Entre les rangées de vignes d’un domaine de l’Entre-deux-Mers, des poteaux de bois attendent des plants de kiwis. Cette culture, plus rémunératrice que la vigne, représente l’espoir d’une viticultrice de 42 ans, éprouvée par la baisse continue des ventes depuis 2018. Avec son mari, elle a déjà réduit son vignoble de 25 à 17 hectares et mise sur un hectare de kiwis cette année, malgré un investissement lourd pour une trésorerie affaiblie.
Le vignoble bordelais, premier en AOC de France, subit une crise profonde marquée par une chute durable de la consommation de rouge et un essoufflement des exportations. Depuis 2023, plus de 20 000 hectares ont été arrachés, ramenant la surface à 86 000 hectares, son plus bas niveau depuis 1986.
Pour la chambre d’agriculture, la diversification est devenue une condition de survie face à ce qu’elle appelle l’impasse de la monoculture. Dans l’Entre-deux-Mers, un viticulteur de 42 ans a lancé un élevage de 700 poules pondeuses en 2021. Cette activité lui permet de compenser en partie la perte annuelle de 100 000 euros de chiffre d’affaires sur le vin. Il vend des œufs pour environ 70 000 euros par an et dénonce les marges élevées de la grande distribution. Il projette aussi de produire de l’huile d’olive et de développer la vente directe.

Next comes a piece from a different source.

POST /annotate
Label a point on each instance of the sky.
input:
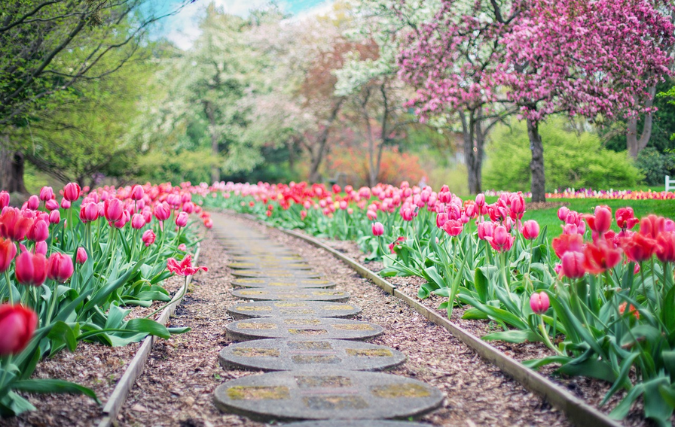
(182, 28)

Un autre agriculteur de 63 ans, installé depuis les années 1990 à Camblanes-et-Meynac, a toujours combiné vigne et maraîchage. Les légumes représentent aujourd’hui la moitié de son chiffre d’affaires, ce qui lui permet de mieux résister à la crise. Il cultive une cinquantaine de variétés et se lance dans les fruits rouges, soulignant la nécessité de s’adapter en permanence au marché.
Se diversifier n’est pas simple. La qualité des sols, très inégale en Gironde, et la ressource en eau imposent des contraintes. Les viticulteurs doivent se former, changer leurs habitudes et investir massivement. Certains ont utilisé les aides à l’arrachage du conseil interprofessionnel et de l’État, à hauteur de 6 000 euros par hectare. La région Nouvelle-Aquitaine a soutenu 45 projets de diversification pour un montant de 1,4 million d’euros.
La chambre d’agriculture insiste sur la nécessité d’une stratégie collective pour que ces initiatives isolées deviennent économiquement viables. Le mouvement est déjà lancé, et pour les observateurs, la Gironde vit une véritable révolution agricole qui devrait durer plusieurs années.